The USU could see no reason why we should wait to include this leave in the next Award, so we took action to seek a consent variation from the Award parties to the existing 2017 Award, so as to ensure access to this leave across all NSW Councils NOW rather than waiting to include it in the next Award.
This is a great achievement for the Local Government Industry which will benefit many workers, their families and their communities.
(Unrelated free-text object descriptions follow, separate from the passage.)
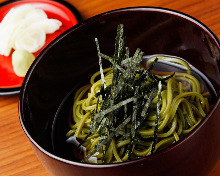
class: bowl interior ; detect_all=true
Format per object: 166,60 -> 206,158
20,7 -> 220,162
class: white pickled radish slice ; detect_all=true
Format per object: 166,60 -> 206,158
12,49 -> 35,77
0,4 -> 62,56
14,26 -> 46,53
0,32 -> 12,56
0,5 -> 38,56
1,5 -> 36,26
33,19 -> 62,34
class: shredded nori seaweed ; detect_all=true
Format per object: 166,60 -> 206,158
81,24 -> 174,162
151,81 -> 162,154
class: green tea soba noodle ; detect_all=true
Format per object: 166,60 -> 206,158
66,24 -> 210,164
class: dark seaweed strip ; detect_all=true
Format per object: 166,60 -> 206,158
121,49 -> 141,77
131,85 -> 156,135
111,74 -> 127,100
147,58 -> 175,83
159,72 -> 175,81
95,84 -> 111,98
137,67 -> 157,83
91,87 -> 112,135
115,130 -> 130,138
89,95 -> 100,133
118,51 -> 145,103
130,48 -> 141,69
96,117 -> 107,134
114,24 -> 124,62
132,49 -> 144,69
153,72 -> 175,84
125,47 -> 129,59
95,38 -> 106,88
95,96 -> 100,113
122,98 -> 129,140
111,24 -> 124,111
90,97 -> 135,133
110,45 -> 142,124
101,145 -> 106,164
129,86 -> 139,158
99,53 -> 125,74
134,69 -> 150,88
82,116 -> 131,162
94,96 -> 135,120
151,81 -> 162,154
78,92 -> 111,146
78,130 -> 92,149
80,24 -> 175,162
123,103 -> 128,121
121,57 -> 132,67
148,57 -> 158,71
141,87 -> 157,118
122,49 -> 143,80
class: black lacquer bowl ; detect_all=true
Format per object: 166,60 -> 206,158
19,7 -> 220,176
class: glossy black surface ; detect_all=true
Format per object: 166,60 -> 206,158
19,7 -> 220,176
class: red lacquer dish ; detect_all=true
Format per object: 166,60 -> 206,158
0,0 -> 81,95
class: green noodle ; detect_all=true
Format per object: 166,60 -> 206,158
66,25 -> 210,164
66,63 -> 210,163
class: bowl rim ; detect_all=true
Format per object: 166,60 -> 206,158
19,6 -> 220,168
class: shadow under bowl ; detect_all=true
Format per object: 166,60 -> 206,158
19,7 -> 220,176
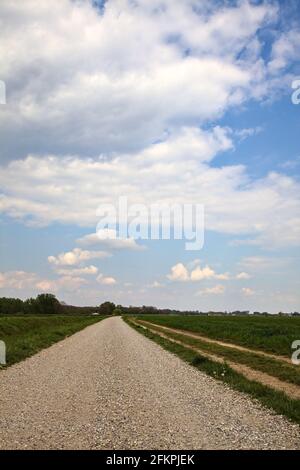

It demonstrates to all that NSW Local Government and its Unions such as the USU are leaders in the ongoing fight against family and domestic violence.
This means that employees of local councils in NSW will have access to up to 10 days paid Family and Domestic Violence Leave each year provided by the NSW Local Government State Award.
This result was achieved through the dedication of the USU members and our allies in the community sector and the Local Government Industry in our We Won’t Wait Campaign.
This sends a strong message that the NSW Local Government industry will support employees who are experiencing Family and Domestic Violence.
NEW DOMESTIC VIOLENCE LEAVE CLAUSE BELOW:
FAMILY AND DOMESTIC VIOLENCE LEAVE
(a) In this clause:
- “family and domestic violence” means violent, threatening or other abusive behaviour, by a family member of an employee or another person living in the same household as the employee, that seeks to coerce or control the employee and that causes them harm or to be fearful.
- “family member” means:
(1) a spouse, de facto partner, child, parent, grandparent, grandchild or sibling of the employee; or
(2) a child, parent, grandparent, grandchild or sibling of a spouse or de facto partner of the employee; or
(3) a person related to the employee according to Aboriginal or Torres Strait Islander kinship rules.
(b) A reference to a spouse or de facto partner in the definition of family member in subclause (i)(a) of this clause includes a former spouse or de facto partner.
(ii) Entitlement to paid leave
- Subject to subclause (iii) of this clause, an employee, other than a casual employee, is entitled to up to 10 days’ paid leave to deal with the impact of family and domestic violence, as follows:
- the leave is available in full at the start of each 12 month period of the employee’s employment; and
- the leave does not accumulate from year to year.
- Casuals, whilst not eligible for paid leave under this clause, may make themselves unavailable for work without consequence to deal with the impact of family and domestic violence.
(iii) Taking paid leave
An employee may take paid leave to deal with family and domestic violence if the employee:
- is experiencing family and domestic violence; and
- requires flexibility to deal with the impact of the family and domestic violence.
Note: The reason(s) for which an employee may take leave include making arrangements for their safety or the safety of a family member (including relocation), attending urgent court hearings, or accessing police services.
(iv) Service and continuity
The time an employee is on paid leave to deal with family and domestic violence counts as service and does not break the employee’s continuity of service.
(v) Notice and evidence requirements
An employee must give their employer notice of the taking of leave by the employee under this clause. The notice:
- must be given to the employer as soon as practicable (which may be a time after the leave has started); and
- must advise the employer of the period, or expected period, of the leave.
An employee who has given their employer notice of the taking of leave under this clause must, if required by the employer, give the employer evidence that would satisfy a reasonable person that the leave is taken for the purpose specified in subclause (iii) of this clause.
Note: Depending on the circumstances such evidence may include a document issued by police, a court or a family violence support service, or a statutory declaration.